Employment Law: 19 July 2024
Author: Bianca Mazzarella - Our People
The Fair Work Commission (FWC) recently had to determine if an employee was required to check their emails during the taking of personal leave to meet the deadline for filing a general protections claim after being dismissed (Michelle Sciberras v Labour Solutions Australia Pty Ltd [2024] FWC 1615 (21 June 2024)).
The Fair Work Commission (FWC) recently had to determine if an employee was required to check their emails during the taking of personal leave to meet the deadline for filing a general protections claim after being dismissed (Michelle Sciberras v Labour Solutions Australia Pty Ltd [2024] FWC 1615 (21 June 2024)).
On 1 November 2023, Ms Michelle Sciberras (Applicant) filed a general protections application to the FWC to dispute her dismissal. She claimed that Labour Solutions Australia Pty Ltd (Employer) terminated her employment on 10 October 2023, while she was on sick leave, but she only learned about the dismissal later. The Employer claimed that the Applicant did not bring an action within 21 day time limit as is required.
On 4 September 2023, the Applicant went on sick leave due to a work-related injury, providing medical certificates covering the period from 4 September to 21 September 2023. After returning to work, she was declared unfit for the period from 6 October to 13 October 2023.

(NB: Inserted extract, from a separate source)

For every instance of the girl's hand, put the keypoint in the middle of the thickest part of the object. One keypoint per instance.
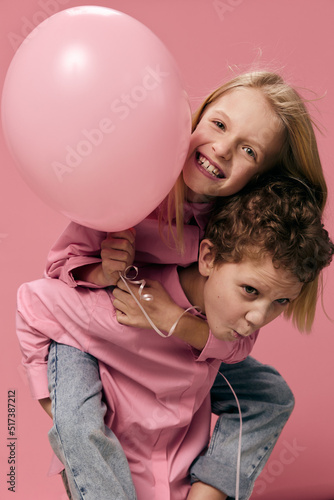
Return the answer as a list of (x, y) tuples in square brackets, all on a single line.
[(117, 253), (162, 310)]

While on sick leave, on 10 October 2023 the Employer sent the Applicant an email dismissing her stating that she was made redundant. However, she only became aware of her dismissal six to eight days later after noticing an unexpectedly large deposit in her bank account. The Applicant stated she had not checked her emails due to serious illness.

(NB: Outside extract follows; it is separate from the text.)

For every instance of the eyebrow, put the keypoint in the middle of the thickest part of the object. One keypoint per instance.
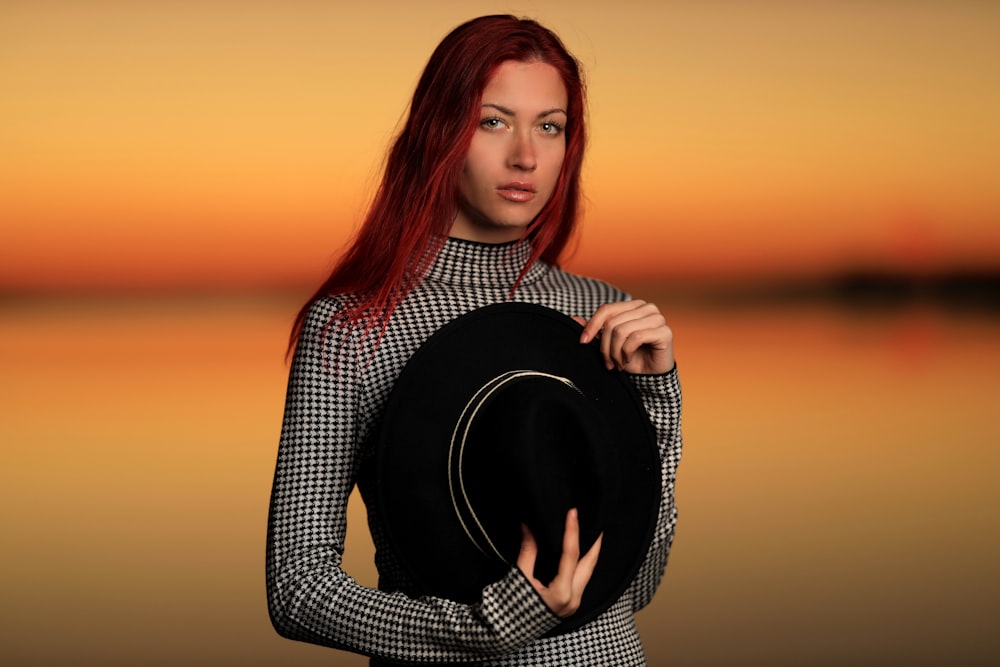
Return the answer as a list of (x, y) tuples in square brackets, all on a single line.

The FWC has authority to allow a longer period to bring a general protection claim if they are satisfied there are exceptional circumstances considering the reason for the delay, the application’s merits, and fairness as between the Applicant and other people in a similar position.
The FWC was satisfied the Applicant had not sent any emails on 10 October 2023, however she had sent emails on 11 October 2023.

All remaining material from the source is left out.